Right, That’s It, We’re Done

Oh wait, no. We haven’t actually displayed anything to the user yet.

Rendering

So the last piece we need is a rendering function. HTML gets huge, so I’ll just focus on an illustrative piece and point you to the source.

Most HTML-rendering functions in Elm have essentially the same signature. You might expect it to be as simple as:

searchForm : Model -> Html

…but it’s slightly more complicated than that, because DOM.

It’s not enough to just generate HTML. We also need a way for user clicks and keypresses to generate events (as Elm Actions). So the most common type signature is some variant of:

searchForm : Address Action -> Model -> Html

That Address Action will give us a way to make onClick events generate a Action, without polluting our rendering code with business logic. It’s a channel, queue, or postbox where we can send event data3.

So, let’s look at our search box. (Here’s a primer for reading Elm’s HTML syntax.)
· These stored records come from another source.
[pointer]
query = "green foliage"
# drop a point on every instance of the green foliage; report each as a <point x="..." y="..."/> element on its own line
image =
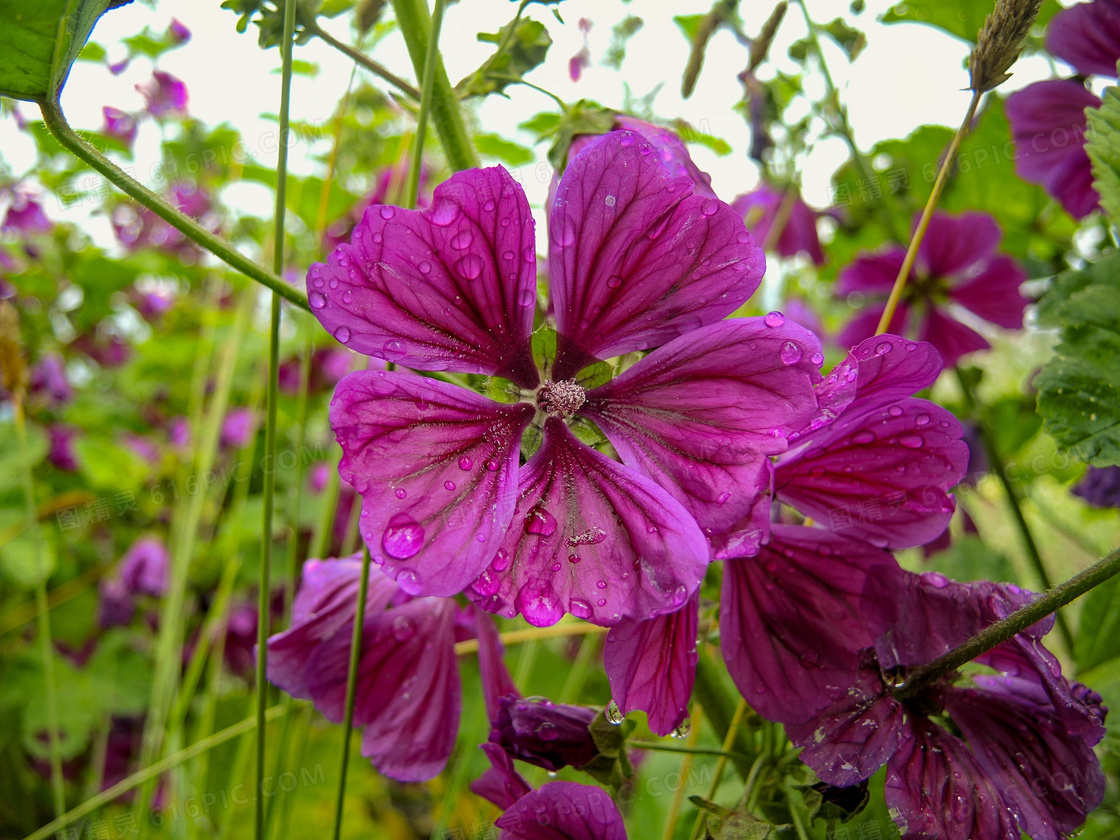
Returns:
<point x="1079" y="390"/>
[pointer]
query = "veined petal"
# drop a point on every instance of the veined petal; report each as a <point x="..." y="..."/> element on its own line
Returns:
<point x="700" y="414"/>
<point x="450" y="288"/>
<point x="436" y="466"/>
<point x="635" y="258"/>
<point x="593" y="538"/>
<point x="652" y="665"/>
<point x="795" y="617"/>
<point x="408" y="687"/>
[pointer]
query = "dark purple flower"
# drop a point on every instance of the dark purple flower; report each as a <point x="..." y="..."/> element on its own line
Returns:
<point x="408" y="697"/>
<point x="166" y="95"/>
<point x="120" y="124"/>
<point x="761" y="210"/>
<point x="1086" y="36"/>
<point x="49" y="382"/>
<point x="1100" y="486"/>
<point x="1048" y="126"/>
<point x="25" y="215"/>
<point x="957" y="263"/>
<point x="636" y="261"/>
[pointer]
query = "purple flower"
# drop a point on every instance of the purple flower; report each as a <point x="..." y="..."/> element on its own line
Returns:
<point x="1016" y="754"/>
<point x="1048" y="126"/>
<point x="636" y="261"/>
<point x="1100" y="486"/>
<point x="48" y="380"/>
<point x="759" y="211"/>
<point x="166" y="95"/>
<point x="957" y="263"/>
<point x="120" y="124"/>
<point x="25" y="215"/>
<point x="408" y="697"/>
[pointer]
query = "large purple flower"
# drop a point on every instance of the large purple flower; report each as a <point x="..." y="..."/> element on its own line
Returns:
<point x="636" y="261"/>
<point x="957" y="264"/>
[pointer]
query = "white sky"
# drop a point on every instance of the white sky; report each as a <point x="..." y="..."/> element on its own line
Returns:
<point x="908" y="75"/>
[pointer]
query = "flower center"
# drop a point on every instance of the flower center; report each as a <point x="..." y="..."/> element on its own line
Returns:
<point x="560" y="399"/>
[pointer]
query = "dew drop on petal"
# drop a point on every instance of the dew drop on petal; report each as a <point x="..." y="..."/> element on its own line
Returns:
<point x="403" y="537"/>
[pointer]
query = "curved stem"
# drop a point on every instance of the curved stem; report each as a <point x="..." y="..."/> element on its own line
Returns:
<point x="61" y="130"/>
<point x="1022" y="618"/>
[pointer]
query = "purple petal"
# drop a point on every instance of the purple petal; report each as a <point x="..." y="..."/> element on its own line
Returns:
<point x="563" y="811"/>
<point x="952" y="338"/>
<point x="1088" y="37"/>
<point x="994" y="294"/>
<point x="408" y="687"/>
<point x="850" y="739"/>
<point x="1050" y="778"/>
<point x="593" y="538"/>
<point x="936" y="791"/>
<point x="652" y="665"/>
<point x="880" y="475"/>
<point x="953" y="243"/>
<point x="700" y="414"/>
<point x="795" y="617"/>
<point x="450" y="288"/>
<point x="635" y="258"/>
<point x="436" y="466"/>
<point x="1048" y="126"/>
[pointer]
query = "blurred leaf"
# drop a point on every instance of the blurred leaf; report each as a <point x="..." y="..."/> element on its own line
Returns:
<point x="1079" y="390"/>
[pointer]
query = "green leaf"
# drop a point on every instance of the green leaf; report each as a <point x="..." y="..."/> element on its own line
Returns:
<point x="1103" y="147"/>
<point x="1079" y="390"/>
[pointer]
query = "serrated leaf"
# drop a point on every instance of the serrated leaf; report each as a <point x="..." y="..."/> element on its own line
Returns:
<point x="1079" y="390"/>
<point x="1102" y="142"/>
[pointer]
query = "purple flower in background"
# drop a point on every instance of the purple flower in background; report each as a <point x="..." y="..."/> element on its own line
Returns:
<point x="957" y="263"/>
<point x="166" y="95"/>
<point x="636" y="261"/>
<point x="1048" y="126"/>
<point x="25" y="215"/>
<point x="120" y="124"/>
<point x="1100" y="486"/>
<point x="761" y="210"/>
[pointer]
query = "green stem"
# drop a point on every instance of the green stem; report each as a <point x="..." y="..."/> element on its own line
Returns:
<point x="352" y="689"/>
<point x="56" y="123"/>
<point x="148" y="773"/>
<point x="363" y="61"/>
<point x="1022" y="618"/>
<point x="1015" y="500"/>
<point x="446" y="113"/>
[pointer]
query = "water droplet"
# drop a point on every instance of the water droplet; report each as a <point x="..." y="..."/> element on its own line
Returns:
<point x="403" y="537"/>
<point x="541" y="522"/>
<point x="614" y="715"/>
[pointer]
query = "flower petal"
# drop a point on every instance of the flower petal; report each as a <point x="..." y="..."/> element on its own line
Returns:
<point x="635" y="258"/>
<point x="593" y="538"/>
<point x="795" y="617"/>
<point x="408" y="687"/>
<point x="652" y="665"/>
<point x="436" y="466"/>
<point x="563" y="811"/>
<point x="935" y="790"/>
<point x="700" y="414"/>
<point x="450" y="288"/>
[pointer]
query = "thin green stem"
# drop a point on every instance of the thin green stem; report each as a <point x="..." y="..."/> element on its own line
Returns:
<point x="151" y="772"/>
<point x="1022" y="618"/>
<point x="352" y="689"/>
<point x="446" y="112"/>
<point x="56" y="123"/>
<point x="363" y="61"/>
<point x="946" y="165"/>
<point x="1015" y="501"/>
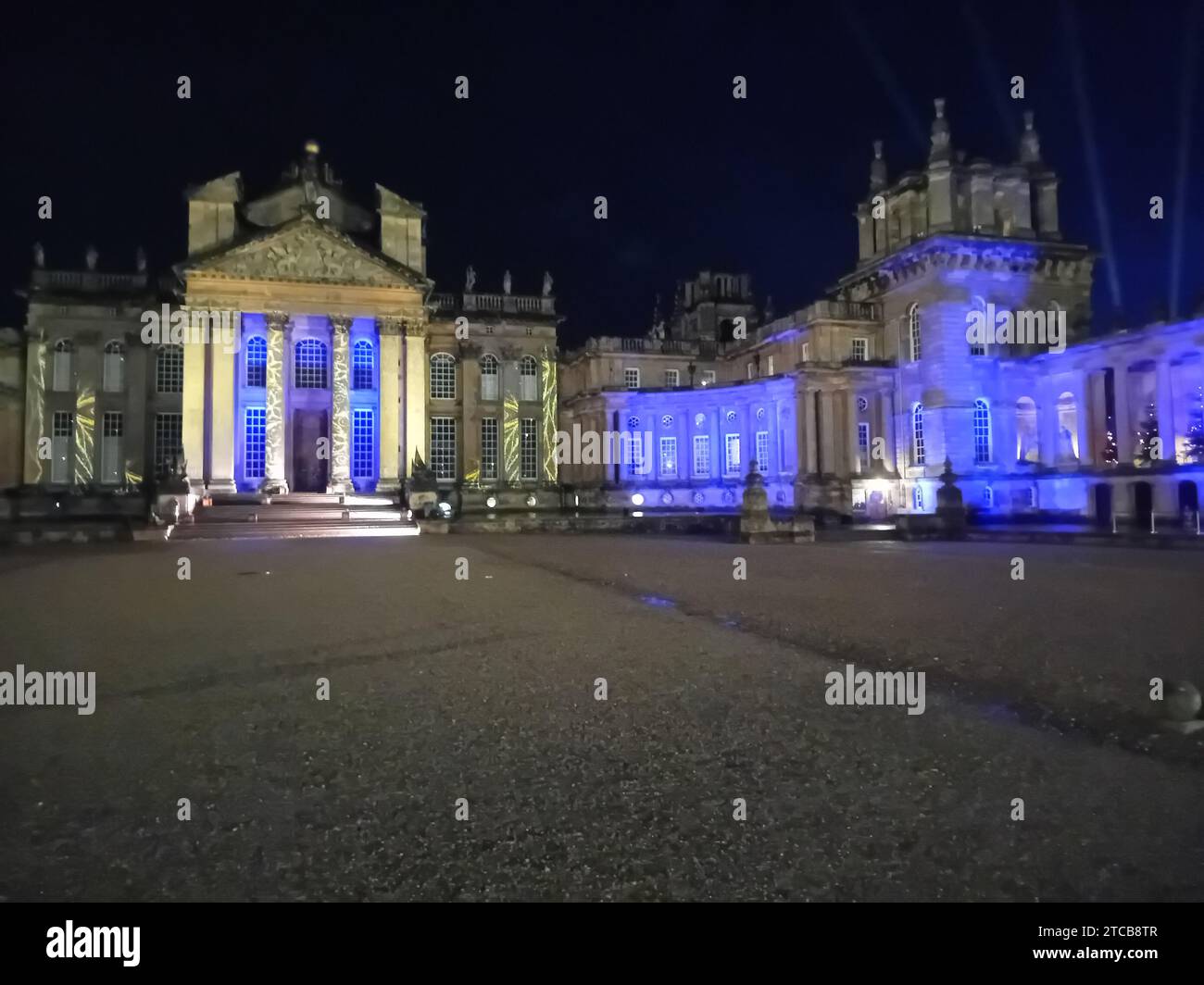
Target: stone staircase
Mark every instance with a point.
(297, 515)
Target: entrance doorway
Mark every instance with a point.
(309, 468)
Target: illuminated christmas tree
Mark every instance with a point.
(1147, 433)
(1195, 449)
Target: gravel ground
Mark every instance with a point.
(483, 689)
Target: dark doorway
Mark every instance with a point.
(311, 451)
(1188, 497)
(1103, 505)
(1143, 504)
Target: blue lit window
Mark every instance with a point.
(257, 361)
(311, 363)
(361, 365)
(254, 443)
(982, 432)
(362, 445)
(918, 435)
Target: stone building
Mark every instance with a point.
(299, 347)
(853, 404)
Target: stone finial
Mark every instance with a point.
(940, 149)
(878, 168)
(1030, 143)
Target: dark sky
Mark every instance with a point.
(633, 101)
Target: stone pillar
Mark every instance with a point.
(1164, 400)
(221, 427)
(194, 411)
(827, 432)
(278, 335)
(416, 393)
(854, 447)
(886, 403)
(340, 480)
(1120, 415)
(389, 335)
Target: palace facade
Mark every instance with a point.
(300, 347)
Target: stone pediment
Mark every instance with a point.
(307, 252)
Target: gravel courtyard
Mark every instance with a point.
(483, 689)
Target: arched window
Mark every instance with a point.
(115, 367)
(1067, 428)
(1027, 443)
(257, 363)
(918, 435)
(982, 432)
(529, 379)
(169, 369)
(311, 363)
(442, 376)
(979, 305)
(361, 365)
(489, 377)
(63, 352)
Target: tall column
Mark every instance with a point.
(827, 432)
(221, 389)
(341, 408)
(389, 330)
(416, 393)
(1120, 415)
(193, 408)
(886, 401)
(278, 333)
(851, 443)
(808, 455)
(1164, 400)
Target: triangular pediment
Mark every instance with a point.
(305, 251)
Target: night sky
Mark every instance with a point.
(633, 101)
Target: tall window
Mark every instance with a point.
(168, 441)
(918, 435)
(489, 377)
(982, 432)
(111, 431)
(362, 443)
(762, 452)
(61, 379)
(731, 455)
(442, 376)
(115, 368)
(169, 369)
(528, 449)
(913, 331)
(529, 379)
(362, 377)
(701, 455)
(863, 443)
(257, 361)
(254, 448)
(669, 457)
(60, 445)
(489, 448)
(444, 447)
(311, 360)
searchForm address model =
  div [class "form-group"]
      [input [class "form-control"
             ,autofocus True
             ,on "keyup"  targetValue (message address << TermChange)
             ,type' "text"] []
      ,hr [] []
      ,button [class "btn btn-lg btn-block btn-success"
              ,disabled model.loading
              ,type' "submit"
              ,onClick address Submit]
              [text "Search"]]

Let’s look at a few of those pieces:

onClick

This makes a button click turn into a Submit action:

  ...
  onClick address Submit
  ...

disabled

Here we disable the button when there’s a load in-flight. It’s an easy way to give the user some feedback that the click actually caused something:

  ...
  disabled model.loading
  ...

…recall that model.loading is handled in the update function. The button is not made responsible for tracking which AJAX requests are in-flight, as that would be an insane abuse of the single responsibility principal. It’s just a button that displays how it’s told.

autofocus

For another UX nicety, it’s trivial to make this form field capture the cursor when the page renders:

  ...
  autofocus True
  ...

on

The only really juicy part of this code is the input keyup event handler. It’s a little more complex because it needs to refer to the value of the event target. It’s also interesting because it shows how you can handle any arbitrary event type:

  ...
  on "keyup"  targetValue (message address << TermChange)
  ...

Whenever there’s a keyup event, grab the element’s value, wrap it up as a TermChange Action, and send it on its merry way.

We’re done

That’s it. A complete overview of a Geocoding module for an app written in Elm. It feels like we covered a lot of pieces:

  • Describing data
  • Describing events
  • Handling events
  • AJAX-y side-effects
  • Decoding JSON
  • React-style rendering

And that is a lot of pieces, but any app would need all of them somewhere. The nice thing about this approach is that each piece is discrete - you can think about it and write it in isolation, and then glue them together later4. You can also easily split the writing of them, so that coders who are good with HTML can focus on the rendering. I am muchly fond of this approach in general, and Elm’s implementation of it specifically. Especially when it’s a hack day and I need to move fast without breaking things.

Fin

The whole app is a little larger, and I’ll be writing up other pieces. In the meantime, you can see the geocoding part in action by playing with the finished hackday app here and then read the source code to learn more.

  • Footnotes
  1. And they’re not paying me to say that. Well, actually, this app won a prize at the hackday, and ArcGIS were the sponsors, so maybe that does count as payment. :-D 

  2. Thank you Richard Feldman for that analogy. 

  3. Clojurians might find it interesting that this is very much like a core.async channel, except it’s one-way. You can only write to an Address, and it has a counterpart on the other side that can only be read from. 

  4. It’s an approach that can work in many languages, but Elm makes the distinctions really clear.